Besides the increase of tuition, living expense has not fall, on the contrary, it continues to rise. “I heard from my friend who lived in Victoria Hall (a British student accommodation chain) in Glasgow from 2012 to 2013 that the letting price was just around 100 pounds per week for a shared accommodation type, including private ensuite bedroom with shared living space for group of 5 and 6,” Ovilia Yang says, a MA JMC student from Cardiff University, while the Victoria Hall accommodation homepage shows that the rent price in Glasgow during 2017 and 2018 is 150 per week per person for such type. Within 5 years, the student accommodation fee has increased dramatically by 50 per cent.
The depreciation of pound will have an impact on goods prices, as a result of imports, especially for clothing and electrical. It is said that the UK spent 474 billion pounds on importing goods and services from foreign countries containing Germany, China, France and the US in 2015. Therefore, the devaluation of pound means that the bid of these imports would raise, coincidentally, the price of such goods will be higher.
“But such raise would not happen immediately as retailers buy the foreign currency they need to pay imports in advance,” says retail analyst Maureen Hinton of Verdict Retail when interviewed by BBC news. It is unavoidable that if the fall in the value of pound continues, supermarket prices will rise, and such situation has already appeared. High street grocery Poundland announced that the shop would sell some products which would cost more than one pound on October 2016.

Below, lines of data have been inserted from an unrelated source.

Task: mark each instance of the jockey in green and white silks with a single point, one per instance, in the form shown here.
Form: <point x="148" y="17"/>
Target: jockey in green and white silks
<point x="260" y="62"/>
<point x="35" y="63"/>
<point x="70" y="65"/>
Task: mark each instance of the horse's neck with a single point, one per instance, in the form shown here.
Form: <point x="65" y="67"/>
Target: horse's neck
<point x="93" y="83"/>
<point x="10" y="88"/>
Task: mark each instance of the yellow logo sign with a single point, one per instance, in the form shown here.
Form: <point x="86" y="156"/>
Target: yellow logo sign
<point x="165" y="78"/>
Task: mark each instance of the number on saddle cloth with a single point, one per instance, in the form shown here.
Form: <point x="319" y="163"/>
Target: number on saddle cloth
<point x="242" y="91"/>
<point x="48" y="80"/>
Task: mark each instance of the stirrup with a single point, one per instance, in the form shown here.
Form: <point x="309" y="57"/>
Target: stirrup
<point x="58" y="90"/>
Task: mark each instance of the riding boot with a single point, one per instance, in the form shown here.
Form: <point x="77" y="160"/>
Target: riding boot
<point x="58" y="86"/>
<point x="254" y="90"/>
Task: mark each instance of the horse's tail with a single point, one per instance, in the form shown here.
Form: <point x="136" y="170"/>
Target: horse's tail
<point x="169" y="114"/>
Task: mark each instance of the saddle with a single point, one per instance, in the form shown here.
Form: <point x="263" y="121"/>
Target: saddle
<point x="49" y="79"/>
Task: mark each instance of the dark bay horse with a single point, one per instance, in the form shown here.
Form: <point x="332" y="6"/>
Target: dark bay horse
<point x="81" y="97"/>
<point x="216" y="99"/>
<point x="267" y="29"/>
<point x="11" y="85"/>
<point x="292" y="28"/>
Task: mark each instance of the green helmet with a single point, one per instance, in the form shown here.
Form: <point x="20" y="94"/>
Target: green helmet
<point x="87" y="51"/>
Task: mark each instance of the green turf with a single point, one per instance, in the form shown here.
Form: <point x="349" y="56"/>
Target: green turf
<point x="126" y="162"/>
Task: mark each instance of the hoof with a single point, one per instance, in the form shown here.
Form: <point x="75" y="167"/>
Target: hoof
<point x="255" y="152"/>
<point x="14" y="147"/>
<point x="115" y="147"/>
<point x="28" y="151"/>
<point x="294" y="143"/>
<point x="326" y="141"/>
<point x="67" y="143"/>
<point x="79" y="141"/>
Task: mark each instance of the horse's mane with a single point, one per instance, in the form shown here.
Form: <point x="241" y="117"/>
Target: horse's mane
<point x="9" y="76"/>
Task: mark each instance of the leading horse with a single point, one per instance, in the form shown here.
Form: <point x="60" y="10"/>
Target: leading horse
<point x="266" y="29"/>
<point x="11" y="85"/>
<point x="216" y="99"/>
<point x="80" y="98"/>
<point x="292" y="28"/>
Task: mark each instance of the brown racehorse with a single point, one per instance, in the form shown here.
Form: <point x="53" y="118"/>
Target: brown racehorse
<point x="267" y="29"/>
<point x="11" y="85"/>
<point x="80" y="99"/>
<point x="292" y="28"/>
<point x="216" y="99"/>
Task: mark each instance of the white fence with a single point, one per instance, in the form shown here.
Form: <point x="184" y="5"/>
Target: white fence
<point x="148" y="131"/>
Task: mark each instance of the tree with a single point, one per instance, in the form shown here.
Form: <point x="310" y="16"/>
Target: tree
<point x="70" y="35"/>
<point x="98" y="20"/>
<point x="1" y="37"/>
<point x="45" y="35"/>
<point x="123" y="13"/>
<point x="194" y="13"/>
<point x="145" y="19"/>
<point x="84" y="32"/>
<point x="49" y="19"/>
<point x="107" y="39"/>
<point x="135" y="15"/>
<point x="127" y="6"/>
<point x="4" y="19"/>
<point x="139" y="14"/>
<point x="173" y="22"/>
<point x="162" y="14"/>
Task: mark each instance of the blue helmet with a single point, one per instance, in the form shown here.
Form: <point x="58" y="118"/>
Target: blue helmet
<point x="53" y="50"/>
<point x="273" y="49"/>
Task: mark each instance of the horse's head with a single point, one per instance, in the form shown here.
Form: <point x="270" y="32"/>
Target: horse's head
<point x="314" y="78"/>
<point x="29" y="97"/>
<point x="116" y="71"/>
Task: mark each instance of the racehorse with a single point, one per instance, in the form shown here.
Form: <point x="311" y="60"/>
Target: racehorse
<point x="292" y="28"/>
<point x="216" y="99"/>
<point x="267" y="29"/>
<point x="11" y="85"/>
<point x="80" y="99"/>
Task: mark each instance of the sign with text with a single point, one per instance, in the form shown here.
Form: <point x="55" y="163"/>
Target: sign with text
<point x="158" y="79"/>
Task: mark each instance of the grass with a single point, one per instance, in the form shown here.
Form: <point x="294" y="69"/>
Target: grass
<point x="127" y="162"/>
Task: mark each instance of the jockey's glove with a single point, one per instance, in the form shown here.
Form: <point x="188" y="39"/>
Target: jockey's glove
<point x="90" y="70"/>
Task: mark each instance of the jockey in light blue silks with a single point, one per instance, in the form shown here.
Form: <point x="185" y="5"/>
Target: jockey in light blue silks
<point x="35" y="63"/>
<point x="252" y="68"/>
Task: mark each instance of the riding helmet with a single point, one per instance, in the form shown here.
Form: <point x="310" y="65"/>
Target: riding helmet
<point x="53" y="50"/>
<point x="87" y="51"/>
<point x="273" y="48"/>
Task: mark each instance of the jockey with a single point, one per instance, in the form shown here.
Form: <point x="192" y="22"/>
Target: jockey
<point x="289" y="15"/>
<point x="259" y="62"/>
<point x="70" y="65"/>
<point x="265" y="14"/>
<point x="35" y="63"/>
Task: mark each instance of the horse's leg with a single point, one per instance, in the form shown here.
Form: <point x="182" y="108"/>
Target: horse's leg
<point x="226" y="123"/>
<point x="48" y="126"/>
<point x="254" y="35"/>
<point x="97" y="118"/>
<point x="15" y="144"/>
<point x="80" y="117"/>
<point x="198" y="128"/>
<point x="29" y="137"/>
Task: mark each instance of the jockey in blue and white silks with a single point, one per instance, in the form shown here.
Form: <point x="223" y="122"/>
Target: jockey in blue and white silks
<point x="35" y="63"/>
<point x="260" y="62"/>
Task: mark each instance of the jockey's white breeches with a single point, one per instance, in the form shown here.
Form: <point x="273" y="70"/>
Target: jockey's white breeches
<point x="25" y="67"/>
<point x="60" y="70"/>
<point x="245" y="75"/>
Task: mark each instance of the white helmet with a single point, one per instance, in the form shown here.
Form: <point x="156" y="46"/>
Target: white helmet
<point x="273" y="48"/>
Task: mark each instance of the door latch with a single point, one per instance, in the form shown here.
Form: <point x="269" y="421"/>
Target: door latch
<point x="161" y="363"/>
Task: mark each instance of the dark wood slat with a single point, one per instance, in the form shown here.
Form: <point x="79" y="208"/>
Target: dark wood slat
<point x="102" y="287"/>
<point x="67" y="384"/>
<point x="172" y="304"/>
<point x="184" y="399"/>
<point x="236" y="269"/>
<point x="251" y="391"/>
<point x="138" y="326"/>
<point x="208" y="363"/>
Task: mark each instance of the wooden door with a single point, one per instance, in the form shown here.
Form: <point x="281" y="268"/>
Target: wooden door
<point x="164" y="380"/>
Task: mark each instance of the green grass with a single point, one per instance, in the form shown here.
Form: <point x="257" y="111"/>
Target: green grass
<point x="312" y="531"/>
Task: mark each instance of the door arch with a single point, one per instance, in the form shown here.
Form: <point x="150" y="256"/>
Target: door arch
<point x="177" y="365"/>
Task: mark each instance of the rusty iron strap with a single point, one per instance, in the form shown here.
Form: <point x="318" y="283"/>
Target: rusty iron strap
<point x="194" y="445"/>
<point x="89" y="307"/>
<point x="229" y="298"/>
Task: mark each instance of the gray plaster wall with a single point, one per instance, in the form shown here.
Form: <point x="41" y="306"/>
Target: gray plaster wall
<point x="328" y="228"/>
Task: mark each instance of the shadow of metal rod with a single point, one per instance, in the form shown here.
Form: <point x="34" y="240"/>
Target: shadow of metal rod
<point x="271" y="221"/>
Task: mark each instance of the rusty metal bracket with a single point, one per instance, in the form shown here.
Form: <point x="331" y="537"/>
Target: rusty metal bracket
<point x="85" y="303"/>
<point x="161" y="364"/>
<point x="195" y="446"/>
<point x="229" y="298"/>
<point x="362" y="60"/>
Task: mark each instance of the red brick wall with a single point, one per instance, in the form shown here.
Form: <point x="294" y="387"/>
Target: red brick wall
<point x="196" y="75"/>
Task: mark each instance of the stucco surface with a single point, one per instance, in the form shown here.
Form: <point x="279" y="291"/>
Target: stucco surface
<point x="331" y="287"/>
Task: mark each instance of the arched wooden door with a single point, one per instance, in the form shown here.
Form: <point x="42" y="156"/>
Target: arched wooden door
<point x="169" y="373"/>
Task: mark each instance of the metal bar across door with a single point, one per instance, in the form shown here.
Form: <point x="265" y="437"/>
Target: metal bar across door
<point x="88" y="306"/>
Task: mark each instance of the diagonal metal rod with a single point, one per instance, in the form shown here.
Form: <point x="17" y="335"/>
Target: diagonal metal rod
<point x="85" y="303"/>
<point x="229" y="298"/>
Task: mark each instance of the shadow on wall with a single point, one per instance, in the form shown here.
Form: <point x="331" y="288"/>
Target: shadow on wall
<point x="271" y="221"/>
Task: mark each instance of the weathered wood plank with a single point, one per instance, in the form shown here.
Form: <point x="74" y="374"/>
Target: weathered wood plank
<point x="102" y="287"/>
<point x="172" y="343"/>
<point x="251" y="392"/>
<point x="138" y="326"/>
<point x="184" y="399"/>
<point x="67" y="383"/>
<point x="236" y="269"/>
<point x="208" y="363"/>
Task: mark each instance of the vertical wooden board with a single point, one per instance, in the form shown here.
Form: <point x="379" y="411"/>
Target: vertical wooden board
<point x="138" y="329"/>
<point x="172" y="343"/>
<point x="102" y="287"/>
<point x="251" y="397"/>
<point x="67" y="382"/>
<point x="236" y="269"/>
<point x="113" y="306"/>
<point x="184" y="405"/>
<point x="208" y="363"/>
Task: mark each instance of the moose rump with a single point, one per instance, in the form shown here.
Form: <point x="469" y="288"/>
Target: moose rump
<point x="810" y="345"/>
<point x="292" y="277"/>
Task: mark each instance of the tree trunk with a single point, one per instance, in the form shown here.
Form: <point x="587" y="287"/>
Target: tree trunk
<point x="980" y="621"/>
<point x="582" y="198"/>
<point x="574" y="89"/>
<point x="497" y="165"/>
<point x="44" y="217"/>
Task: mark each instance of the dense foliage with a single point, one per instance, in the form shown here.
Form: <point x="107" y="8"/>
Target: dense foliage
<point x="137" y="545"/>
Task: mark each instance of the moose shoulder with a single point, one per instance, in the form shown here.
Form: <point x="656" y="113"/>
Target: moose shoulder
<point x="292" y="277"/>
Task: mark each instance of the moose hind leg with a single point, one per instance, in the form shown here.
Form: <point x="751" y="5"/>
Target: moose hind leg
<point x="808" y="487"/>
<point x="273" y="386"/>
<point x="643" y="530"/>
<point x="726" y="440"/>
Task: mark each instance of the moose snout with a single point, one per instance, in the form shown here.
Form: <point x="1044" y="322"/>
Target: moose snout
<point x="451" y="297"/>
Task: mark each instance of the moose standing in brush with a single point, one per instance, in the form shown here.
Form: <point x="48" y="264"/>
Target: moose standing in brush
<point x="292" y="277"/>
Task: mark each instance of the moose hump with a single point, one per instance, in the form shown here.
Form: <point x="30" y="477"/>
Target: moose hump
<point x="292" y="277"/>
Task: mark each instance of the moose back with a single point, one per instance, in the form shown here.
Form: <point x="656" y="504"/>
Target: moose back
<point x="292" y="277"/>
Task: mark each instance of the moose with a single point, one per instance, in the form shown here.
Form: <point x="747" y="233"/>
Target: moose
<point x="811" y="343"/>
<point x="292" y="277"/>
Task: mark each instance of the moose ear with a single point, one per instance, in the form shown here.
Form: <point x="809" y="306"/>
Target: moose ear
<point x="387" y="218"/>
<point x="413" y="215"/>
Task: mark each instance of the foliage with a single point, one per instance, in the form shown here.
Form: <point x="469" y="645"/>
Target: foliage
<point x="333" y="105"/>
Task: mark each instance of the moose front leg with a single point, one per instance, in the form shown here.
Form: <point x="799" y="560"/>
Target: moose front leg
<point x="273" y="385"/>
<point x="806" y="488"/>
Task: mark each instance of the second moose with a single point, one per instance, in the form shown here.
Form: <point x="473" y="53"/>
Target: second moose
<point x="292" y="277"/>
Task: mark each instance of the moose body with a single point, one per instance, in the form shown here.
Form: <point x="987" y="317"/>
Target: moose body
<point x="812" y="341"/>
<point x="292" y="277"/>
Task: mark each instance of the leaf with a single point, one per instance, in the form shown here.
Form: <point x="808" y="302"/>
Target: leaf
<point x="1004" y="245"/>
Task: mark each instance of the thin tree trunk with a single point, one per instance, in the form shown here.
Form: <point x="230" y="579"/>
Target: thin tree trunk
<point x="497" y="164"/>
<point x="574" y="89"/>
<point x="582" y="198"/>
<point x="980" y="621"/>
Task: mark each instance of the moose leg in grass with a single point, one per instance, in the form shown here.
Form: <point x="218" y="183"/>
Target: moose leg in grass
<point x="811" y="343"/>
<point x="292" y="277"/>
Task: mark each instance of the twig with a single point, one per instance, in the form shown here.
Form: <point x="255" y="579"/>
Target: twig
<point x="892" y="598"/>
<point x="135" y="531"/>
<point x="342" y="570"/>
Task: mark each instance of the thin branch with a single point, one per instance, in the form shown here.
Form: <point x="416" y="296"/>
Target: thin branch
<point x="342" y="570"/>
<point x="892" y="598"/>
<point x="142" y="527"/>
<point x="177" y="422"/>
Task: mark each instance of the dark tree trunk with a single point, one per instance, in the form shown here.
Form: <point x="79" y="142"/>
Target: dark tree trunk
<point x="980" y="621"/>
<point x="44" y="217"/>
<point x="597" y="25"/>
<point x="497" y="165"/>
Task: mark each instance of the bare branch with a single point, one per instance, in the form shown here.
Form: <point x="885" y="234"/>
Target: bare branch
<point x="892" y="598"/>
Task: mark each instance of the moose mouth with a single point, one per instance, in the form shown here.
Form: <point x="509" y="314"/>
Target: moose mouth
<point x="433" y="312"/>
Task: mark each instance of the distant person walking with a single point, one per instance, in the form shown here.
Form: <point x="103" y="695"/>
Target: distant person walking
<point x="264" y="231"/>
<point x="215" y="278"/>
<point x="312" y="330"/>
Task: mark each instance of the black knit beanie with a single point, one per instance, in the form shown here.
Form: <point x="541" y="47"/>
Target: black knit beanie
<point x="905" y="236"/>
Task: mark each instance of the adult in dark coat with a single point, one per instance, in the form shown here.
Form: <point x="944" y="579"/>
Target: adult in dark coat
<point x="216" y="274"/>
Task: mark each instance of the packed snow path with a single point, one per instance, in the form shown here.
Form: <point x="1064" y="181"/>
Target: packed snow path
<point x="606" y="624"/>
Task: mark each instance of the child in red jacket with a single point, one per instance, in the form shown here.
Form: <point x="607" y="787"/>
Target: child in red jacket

“The daily spending on food was about 100 pounds per month in 2012, if you cook by yourself, only including meat and vegetable, not contain soft drinks, wine and expensive fruit, such as cherry, when I lived in Cardiff,” Louis Li says, whereas the living expense estimates roughly doubled to 200 pounds for international students.
Compared with 2012, the bus price (single trip per person) has increased slightly. “The bus fare was 1.5 pound individually for single trip,” Louis says, now it is 1.8 pound per adult. It is predicted that the traffic fee may rise, as a consequence of the upward trend of petrol price. The reason is that petrol in the UK is mainly imported from other countries, which is priced in US dollar. The statistics released by the RAC motoring organization shows that the average price of petrol rose 4.39p per litre to 116.73p during October 2016. The weak pound makes the petrol price more expensive, thereby may affect public transport companies adjust fare.
However, the weakness of sterling may increase international students’ budget, the majority of students express that the UK is still their preferred choice for pursuing advanced studies. “I plan to pursue my postgraduate in finance and now I am preparing actively for application, the UK is my top five choices since its education system enjoyed great reputation over the world,” says Binwei Wu, a year three student from China.
“The UK is always a popular country for attracting international students to continue their advanced study, especially for Chinese, because most of its universities ranked high, which will benefit for graduates to find a desirable job,” says Lily Liu, a Chinese education agent. She also indicated that the number of application has not affected by the rise of expenses, and the market is still competitive, “Some British universities request to rise the tuition when the news released that the pound fell, we worried about that some students may change their mind at first, but it shows that the market has not been affected and the universities do not lower their applying requirement.”
Additionally, British universities are attractive for Asian students “because some postgraduate programs just take a year, on the contrary, other countries like Australia and America, students have to spend at least one and a half years, which technically could help to save a great sum of money,” Lilly adds.
The other advantage for British universities remain competitive in abroad study market is that its acceptable application fee and some of them are free, in which students could draw on the experience of other seniors and DIY their application plan. If applicants who are willing to apply through agency, for example in China, they could choose five universities based on agents’ suggestion at maximum, while the application fee is more expensive if those who would like to apply to the US universities.
“The application fee is separated into classes according to ranking, for example, if you want to apply to universities ranked from 50 too 200, the application fee is about 20,000 CNY (2,500 pounds),” says Betty Jiang, a Chinese student studied in Florida State University.